Effect of hydrogen flow rate on properties of silicon oxycarbide thin films via hot wire chemical vapor deposition

This study explores the impact of hydrogen flow as a carrier gas on silicon oxycarbide thin films produced via hot wire chemical vapor deposition (HWCVD) using tetraethyl orthosilicate as a precursor. Systematically varying the hydrogen flow rates, the influence on thin film composition, microstructure, and optical properties is investigated. Employing diverse characterization techniques, such as X-ray diffraction, field-emission scanning electron microscopy (FE-SEM), energy-dispersive X-ray spectroscopy, Fourier-transform infrared (FTIR), X-ray photoelectron spectroscopy (XPS), ellipsometry, and photoluminescence (PL) spectroscopy, it is revealed that there is a correlation between hydrogen flow rate and thin film elemental composition.
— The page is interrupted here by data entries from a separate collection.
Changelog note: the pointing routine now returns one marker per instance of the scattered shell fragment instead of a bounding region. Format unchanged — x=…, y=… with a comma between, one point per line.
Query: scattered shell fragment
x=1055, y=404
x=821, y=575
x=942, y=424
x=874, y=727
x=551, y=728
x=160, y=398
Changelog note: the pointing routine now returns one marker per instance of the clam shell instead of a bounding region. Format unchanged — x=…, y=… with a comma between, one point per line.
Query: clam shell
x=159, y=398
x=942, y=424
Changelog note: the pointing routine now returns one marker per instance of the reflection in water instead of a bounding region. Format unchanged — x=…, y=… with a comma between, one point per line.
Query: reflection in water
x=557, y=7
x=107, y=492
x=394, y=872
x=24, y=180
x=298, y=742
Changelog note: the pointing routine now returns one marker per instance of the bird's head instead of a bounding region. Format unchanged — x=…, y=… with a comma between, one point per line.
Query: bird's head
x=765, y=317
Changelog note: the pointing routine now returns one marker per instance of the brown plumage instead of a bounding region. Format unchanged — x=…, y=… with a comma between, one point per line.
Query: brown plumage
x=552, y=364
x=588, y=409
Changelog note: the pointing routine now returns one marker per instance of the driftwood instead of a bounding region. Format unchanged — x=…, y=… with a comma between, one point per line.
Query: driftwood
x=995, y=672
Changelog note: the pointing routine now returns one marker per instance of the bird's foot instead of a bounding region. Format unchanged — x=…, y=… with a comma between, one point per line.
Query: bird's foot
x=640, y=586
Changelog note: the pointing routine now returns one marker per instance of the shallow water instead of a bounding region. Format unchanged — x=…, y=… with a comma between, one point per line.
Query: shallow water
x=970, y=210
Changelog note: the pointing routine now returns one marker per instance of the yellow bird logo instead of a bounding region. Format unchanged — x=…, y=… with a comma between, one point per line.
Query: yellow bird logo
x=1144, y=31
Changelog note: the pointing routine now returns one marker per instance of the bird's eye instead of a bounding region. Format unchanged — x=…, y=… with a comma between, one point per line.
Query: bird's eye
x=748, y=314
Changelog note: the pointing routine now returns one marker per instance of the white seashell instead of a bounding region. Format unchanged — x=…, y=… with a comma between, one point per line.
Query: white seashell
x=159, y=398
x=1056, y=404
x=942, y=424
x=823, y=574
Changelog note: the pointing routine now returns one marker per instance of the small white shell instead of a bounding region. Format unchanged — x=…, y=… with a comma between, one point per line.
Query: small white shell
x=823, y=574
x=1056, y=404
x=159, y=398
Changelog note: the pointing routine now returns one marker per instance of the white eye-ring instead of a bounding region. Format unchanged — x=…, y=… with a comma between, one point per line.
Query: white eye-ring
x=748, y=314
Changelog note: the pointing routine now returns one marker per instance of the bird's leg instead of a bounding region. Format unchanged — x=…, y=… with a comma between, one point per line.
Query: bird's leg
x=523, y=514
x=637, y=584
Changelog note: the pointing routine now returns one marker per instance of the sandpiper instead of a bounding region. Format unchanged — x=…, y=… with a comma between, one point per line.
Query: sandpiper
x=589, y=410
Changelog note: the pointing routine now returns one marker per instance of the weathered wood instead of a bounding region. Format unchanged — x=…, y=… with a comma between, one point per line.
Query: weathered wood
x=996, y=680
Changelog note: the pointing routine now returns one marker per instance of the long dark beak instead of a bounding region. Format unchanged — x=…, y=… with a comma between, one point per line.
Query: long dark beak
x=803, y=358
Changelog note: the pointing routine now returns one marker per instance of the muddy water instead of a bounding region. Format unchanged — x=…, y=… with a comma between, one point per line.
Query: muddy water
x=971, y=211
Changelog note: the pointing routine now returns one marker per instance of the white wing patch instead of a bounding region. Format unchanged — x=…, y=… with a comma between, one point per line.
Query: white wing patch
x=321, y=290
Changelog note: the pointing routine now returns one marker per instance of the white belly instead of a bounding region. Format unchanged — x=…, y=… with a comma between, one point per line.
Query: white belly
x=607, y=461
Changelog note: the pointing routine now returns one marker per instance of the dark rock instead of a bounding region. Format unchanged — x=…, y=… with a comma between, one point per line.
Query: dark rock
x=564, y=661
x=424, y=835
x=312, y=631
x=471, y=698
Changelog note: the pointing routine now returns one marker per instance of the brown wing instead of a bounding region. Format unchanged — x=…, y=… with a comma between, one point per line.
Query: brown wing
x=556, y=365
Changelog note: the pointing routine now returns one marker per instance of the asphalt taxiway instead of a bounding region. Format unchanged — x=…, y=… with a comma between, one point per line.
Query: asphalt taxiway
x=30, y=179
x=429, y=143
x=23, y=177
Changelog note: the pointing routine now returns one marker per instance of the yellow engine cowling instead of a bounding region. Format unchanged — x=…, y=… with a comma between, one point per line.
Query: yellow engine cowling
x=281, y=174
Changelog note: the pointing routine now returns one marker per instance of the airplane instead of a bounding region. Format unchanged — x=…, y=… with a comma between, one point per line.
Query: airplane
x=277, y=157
Higher hydrogen flow rates result in increased silicon content and reduced contributions of oxygen and carbon. FE-SEM images show agglomerates with improved homogeneity at higher flow rates. FTIR spectra highlight distinctive vibrational modes, including Si-H bonds. XPS confirms the emergence of Si-H bonds at elevated hydrogen flow rates. Ellipsometry indicates increased thickness and refractive index. PL spectra exhibit a broadband across the visible spectrum, influenced by hydrogen-related defects and electronic transitions. This study provides findings for optimizing HWCVD parameters to tailor thin films for specific applications, emphasizing the important role of hydrogen flow as a carrier gas.